Città conquistatrice

A cura di Fabrizio Bottini

Chi gliela spiega alla politica la differenza tra piano e progetto?

A Milano si è appena conclusa una fase della procedura di riqualificazione di uno scalo ferroviario, con un progetto giudicato meglio di altri e risultato quindi vincitore. Parte il dibattito dalle dichiarazioni istituzionalmente entusiaste di chi sul versante politico ha gestito la complessa faccenda, e iniziano a intrecciarsi temi e commenti. Mi capita di notare per esempio che la relativa (e per nulla colpevole, non è compito suo essere specificamente imparato) ignoranza in materia dell'Assessore più direttamente coinvolto lo porta a vecchi e nuovi strafalcioni sia terminologici che concettuali quando inciampa in giudizi e affermazioni raccogliticce vantandosi di quanto è stato bravo a far arrivare in porto il capolavoro. Anglicismi superflui di troppo e confusione di una cosa con l'altra, il che al massimo potrebbe riguardare l'immagine dell'Assessore stesso e il suo consenso, se non portasse con sé anche il vizio di trascinarsi dietro il dibattito proprio in quella direzione sbagliata. Sbagliata perché sottovaluta il proprio improprio ma assai concreto «ruolo pedagogico» nei confronti dei cittadini, imparati e meno imparati.

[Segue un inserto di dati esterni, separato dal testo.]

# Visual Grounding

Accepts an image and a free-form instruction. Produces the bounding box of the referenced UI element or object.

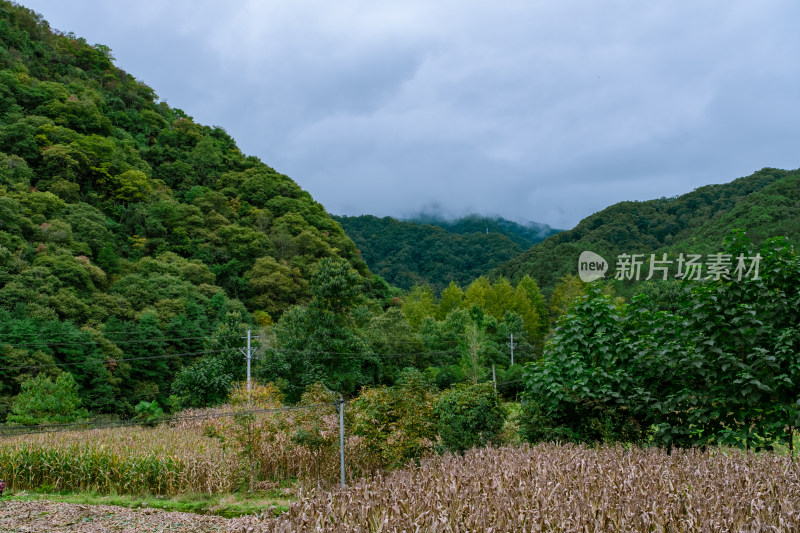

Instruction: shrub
[518,397,646,445]
[434,382,506,453]
[133,400,164,426]
[351,368,438,468]
[6,373,89,426]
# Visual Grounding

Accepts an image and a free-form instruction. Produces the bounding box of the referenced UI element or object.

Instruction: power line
[0,348,231,371]
[0,334,214,349]
[257,348,459,358]
[0,343,523,374]
[0,348,459,373]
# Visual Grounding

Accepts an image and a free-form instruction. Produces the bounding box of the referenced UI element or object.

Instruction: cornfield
[0,404,381,495]
[0,424,238,494]
[252,443,800,532]
[2,436,798,531]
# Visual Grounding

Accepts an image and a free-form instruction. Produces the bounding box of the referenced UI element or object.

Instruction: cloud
[22,0,800,228]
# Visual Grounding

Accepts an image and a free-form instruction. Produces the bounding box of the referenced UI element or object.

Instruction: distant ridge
[493,167,800,294]
[405,213,560,249]
[334,214,560,291]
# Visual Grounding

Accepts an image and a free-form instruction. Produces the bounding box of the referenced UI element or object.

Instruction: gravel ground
[0,500,272,532]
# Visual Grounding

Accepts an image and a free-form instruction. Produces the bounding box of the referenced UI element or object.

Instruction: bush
[133,400,164,427]
[434,383,506,453]
[351,368,438,468]
[6,373,89,426]
[517,399,576,444]
[517,396,647,445]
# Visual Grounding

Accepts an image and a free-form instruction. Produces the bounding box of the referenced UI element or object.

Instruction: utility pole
[337,396,346,487]
[507,333,516,366]
[492,364,496,392]
[240,329,258,399]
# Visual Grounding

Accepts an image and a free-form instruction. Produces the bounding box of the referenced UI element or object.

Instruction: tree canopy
[0,1,366,419]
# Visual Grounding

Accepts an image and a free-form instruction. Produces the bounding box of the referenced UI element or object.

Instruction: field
[0,407,385,496]
[1,442,798,532]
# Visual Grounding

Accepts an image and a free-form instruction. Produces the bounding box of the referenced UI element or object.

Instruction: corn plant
[257,443,800,532]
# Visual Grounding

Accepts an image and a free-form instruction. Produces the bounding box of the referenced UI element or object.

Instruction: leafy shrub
[351,368,438,468]
[434,382,506,453]
[517,397,644,444]
[133,400,164,426]
[6,373,89,426]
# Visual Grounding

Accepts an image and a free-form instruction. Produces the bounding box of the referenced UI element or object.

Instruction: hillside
[334,214,559,291]
[406,213,560,249]
[494,167,800,293]
[0,2,368,417]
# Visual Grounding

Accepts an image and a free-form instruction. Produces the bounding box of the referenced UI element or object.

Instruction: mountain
[334,214,559,291]
[406,214,560,249]
[0,2,367,416]
[494,167,800,294]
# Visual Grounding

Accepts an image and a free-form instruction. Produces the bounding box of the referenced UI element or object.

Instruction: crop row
[254,443,800,532]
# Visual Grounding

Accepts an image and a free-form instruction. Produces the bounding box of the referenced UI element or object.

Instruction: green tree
[245,256,307,316]
[460,321,486,384]
[7,373,89,426]
[522,231,800,451]
[548,273,585,324]
[510,283,542,347]
[310,257,363,313]
[351,368,438,467]
[486,277,515,320]
[362,307,424,383]
[171,311,248,408]
[463,277,492,311]
[434,382,506,453]
[402,285,437,329]
[436,281,464,320]
[523,285,652,444]
[261,258,372,400]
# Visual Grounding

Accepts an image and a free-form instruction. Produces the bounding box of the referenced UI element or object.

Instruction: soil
[0,499,272,532]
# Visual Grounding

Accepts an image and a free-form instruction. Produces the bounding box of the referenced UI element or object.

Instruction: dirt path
[0,500,271,532]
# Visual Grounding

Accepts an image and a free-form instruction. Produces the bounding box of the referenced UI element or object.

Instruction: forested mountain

Ma nessuno pretende che un cittadino comune quale anche l'assessore ha diritto di essere non si esprima anche su questioni di cui capisce poco o punto, incluso il rischio di simpatici strafalcioni che mettono di buon'umore. Quello che gli altri cittadini non assessori però in fondo si aspetterebbero è che il delegato tematico del sindaco alla materia progetti di trasformazione urbana si facesse pubblicamente carico politico come è il suo mestiere e competenza, spiegandoci quegli aspetti che nulla hanno a che vedere con la critica architettonica mal riposta o certi gusti personali o una improvvisata promozione immobiliare (come quella in cui è inciampato un altro politico parlando di «quartiere sempre più dinamico, verde e giovane»). Ovvero: come e perché si sono ricomposti così gli interessi particolari e quelli generali? Quelle forme specifiche che tutti possiamo vedere nei bellissimi disegni degli architetti cosa significano per la città, oltre ovviamente alla possibilità di essere contemplate e giudicate esteticamente? In fondo questo ci aspetteremmo da un rappresentante eletto: che pur senza rinunciare a fare il cittadino normale che guarda un disegno e dice mi piace non mi piace, facesse anche il suo specifico mestiere di spiegarci come ci si è arrivati, a quel risultato, e perché.

E rendere la cosa semplice anche se non sempliciona: vero che la media dei cittadini capisce giusto la differenza tra un edificio alto e uno basso, o un viale con le panchine e uno senza, ma partendo da lì con le dovute conoscenze su «cosa c'è dietro» si può facilmente arrivare a ben altro: il superamento di barriere proprietarie che rendevano difficilmente accessibili parti della città, la migliore localizzazione di abitazioni, servizi, verde, posti di lavoro, la possibilità di sfruttare meglio ciò che già esisteva ma era penalizzato da un assetto generale squilibrato. Cose così. Che però non pare di leggere spesso in descrizioni che sembrano prese da una rivista di settore, o dagli opuscoli pubblicitari dei costruttori. Certo non c'è nulla di male in sé e per sé a condividere parola per parola anche quelle intenzioni dei progettisti, ma «farle proprie pubblicamente» dà la pessima impressione di una scelta di campo davvero indebita: il rappresentante di tutti che oggi è un po' più rappresentante di qualcuno che di qualcun altro. Non suona benissimo, e cambiare si può, abbastanza facilmente. Volendo farlo.